Ingrid and Christine Jensen: Infinitude review – warm, spacious and empathetic

A subtly mysterious delight … Christine and Ingrid Jensen
A subtly mysterious delight … Christine and Ingrid Jensen

Ingrid Jensen, the Canadian trumpeter often featured with Maria Schneider, is an understatedly eloquent player with Kenny Wheeler affiliations and a composer of affecting slow-burn themes, as she recently indicated on her short UK tour. This warm, spacious and empathically played album unites her with her saxophonist and composer sister Christine, along with bass, drums and imaginative guitarist Ben Monder, on an all-Jensen tracklist, save for Wheeler’s Old Time and Monder’s Echolalia.

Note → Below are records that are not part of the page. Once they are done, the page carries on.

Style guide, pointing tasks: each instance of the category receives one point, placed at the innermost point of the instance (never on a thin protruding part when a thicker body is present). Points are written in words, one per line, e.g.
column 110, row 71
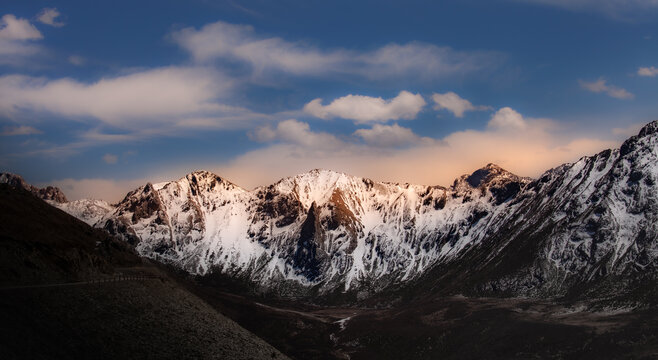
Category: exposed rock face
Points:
column 491, row 230
column 319, row 228
column 50, row 193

The two horns often purr and glide together with expressive anticipation, and Monder is a powerful presence, his guitar lines weaving with Christine’s alto sax on Octofolk, while Old Time gets a rugged Miles-fusion urgency that sparks busier conversations. Monder and Ingrid Jensen float in trance-like freefall on Duo Space before the piece becomes increasingly metallic, Garden Hour is a beautiful slow theme, and Ingrid’s Dots and Braids is an ambient meditation in quietly pealing sounds that becomes a collectively improvised glide. The set drifts occasionally, but the harmonies are subtly mysterious and the group playing a delight.